I took a day to tinker and see what I could manage to mock up Goroutines, standing on the shoulders of the stackless work.
Based on that, here's a reimagining of this sample in the style of Go:
producer: func [sentence [text!]] [
let out: make-chan
let tokens: split sentence space
go (func [] [
for-next t tokens [ ; FOR-EACH is not stackless (yet), so...
send-chan out t/1 ; ...FOR-EACH can't unwind when this blocks
]
close-chan out
])
return out
]
pattern_filter: func [in "channel" /pattern [text!]] [
pattern: default ["ing"]
print ["Searching for" mold pattern]
let out: make-chan
go (func [<local> token] [
while [token: receive-chan in] [
if find token pattern [
send-chan out token
]
]
close-chan out
print "Done with filtering!!"
])
return out
]
print_token: func [in] [
print ["I'm sink, i'll print tokens"]
let done: make-chan
go (func [<local> token] [
while [token: receive-chan in] [
print [token]
]
close-chan done
print "Done with printing!"
])
return done
]
let sentence: "Bob is running behind a fast moving car"

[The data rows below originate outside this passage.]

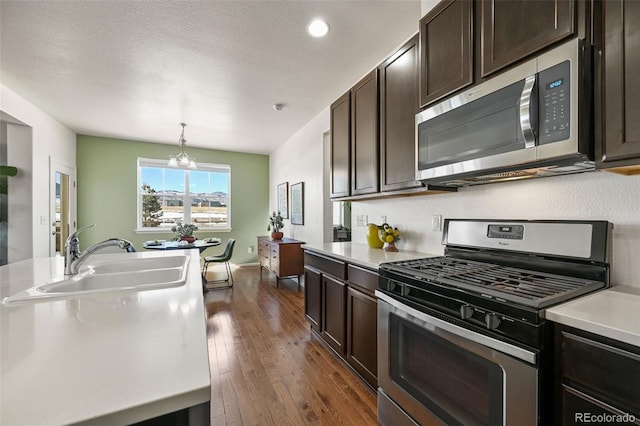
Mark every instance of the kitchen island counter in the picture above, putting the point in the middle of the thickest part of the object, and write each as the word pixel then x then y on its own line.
pixel 612 313
pixel 363 255
pixel 116 358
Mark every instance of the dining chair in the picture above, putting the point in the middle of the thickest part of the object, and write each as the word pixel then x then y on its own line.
pixel 221 258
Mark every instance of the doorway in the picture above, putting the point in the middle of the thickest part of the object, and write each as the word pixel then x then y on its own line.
pixel 61 195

unfiltered: producer sentence
filtered: pattern_filter unfiltered
done: print_token filtered
receive-chan done
This replaces the idea of coroutines speaking to each other directly with the idea that they synchronize and communicate through "channels".

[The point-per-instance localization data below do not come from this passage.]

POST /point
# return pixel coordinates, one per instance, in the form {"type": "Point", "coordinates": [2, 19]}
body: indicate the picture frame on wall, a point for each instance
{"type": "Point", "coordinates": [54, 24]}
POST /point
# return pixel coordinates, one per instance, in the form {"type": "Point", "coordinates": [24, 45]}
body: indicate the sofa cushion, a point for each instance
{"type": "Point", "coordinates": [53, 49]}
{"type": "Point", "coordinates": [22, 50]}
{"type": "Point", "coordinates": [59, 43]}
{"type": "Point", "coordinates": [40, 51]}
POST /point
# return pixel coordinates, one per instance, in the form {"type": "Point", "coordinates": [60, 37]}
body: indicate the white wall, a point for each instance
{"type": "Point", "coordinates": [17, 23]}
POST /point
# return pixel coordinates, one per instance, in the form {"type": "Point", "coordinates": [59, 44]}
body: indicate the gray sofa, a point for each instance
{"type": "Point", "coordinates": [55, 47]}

- The producer isn't itself a "coroutine" but an ordinary function that instantiates a goroutine, and returns a channel object that represents its stream of produced tokens.

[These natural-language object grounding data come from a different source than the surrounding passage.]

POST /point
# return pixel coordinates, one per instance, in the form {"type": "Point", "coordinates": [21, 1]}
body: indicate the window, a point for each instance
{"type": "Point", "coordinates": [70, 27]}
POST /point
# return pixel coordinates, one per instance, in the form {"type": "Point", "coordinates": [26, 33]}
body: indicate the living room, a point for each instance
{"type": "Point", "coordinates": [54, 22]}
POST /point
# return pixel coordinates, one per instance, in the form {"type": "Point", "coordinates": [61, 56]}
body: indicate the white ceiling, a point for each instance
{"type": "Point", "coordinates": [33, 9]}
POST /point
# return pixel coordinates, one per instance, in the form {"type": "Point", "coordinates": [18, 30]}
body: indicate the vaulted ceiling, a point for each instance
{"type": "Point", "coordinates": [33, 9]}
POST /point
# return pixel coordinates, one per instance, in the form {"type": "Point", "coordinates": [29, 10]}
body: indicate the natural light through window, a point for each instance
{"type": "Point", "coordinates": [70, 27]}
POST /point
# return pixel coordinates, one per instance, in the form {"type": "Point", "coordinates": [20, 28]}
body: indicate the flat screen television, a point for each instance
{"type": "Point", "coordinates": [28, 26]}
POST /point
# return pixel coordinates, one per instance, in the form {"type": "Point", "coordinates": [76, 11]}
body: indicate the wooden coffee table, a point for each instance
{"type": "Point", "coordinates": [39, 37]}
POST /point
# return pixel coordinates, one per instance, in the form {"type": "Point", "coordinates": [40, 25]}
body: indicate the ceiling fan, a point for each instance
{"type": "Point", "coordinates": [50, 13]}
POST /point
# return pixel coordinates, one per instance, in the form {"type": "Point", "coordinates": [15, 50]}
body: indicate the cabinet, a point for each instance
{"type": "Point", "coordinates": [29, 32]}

- The filter also isn't a coroutine... again an ordinary function, but one that takes a channel as an input parameter...returns a filtered channel as an output. To get the filtered channel, it instantiates a goroutine whose job it is to take items from
in
and decide which ones to send toout
. - The printer once again is an ordinary function that creates a goroutine to dump out a channel that it receives.
You get the desired output:
Searching for "ing"
I'm sink, i'll print tokens
running
moving
Done with filtering!!
Done with printing!
This seems a much smarter path than trying to deal with a contortion of generators like "special yielding syntax"! Does it look clear?
Note: I didn't have to write it as functions that run goroutines and return channels... in fact, most examples you see in Go aren't styled this way. Instead the main code makes the channel and then calls go on a goroutine that is parameterized with the channels. But I thought it made responsibility clearer who was doing what, e.g. to have the producer both make the channel and close it--vs being given a pre-made channel to fill.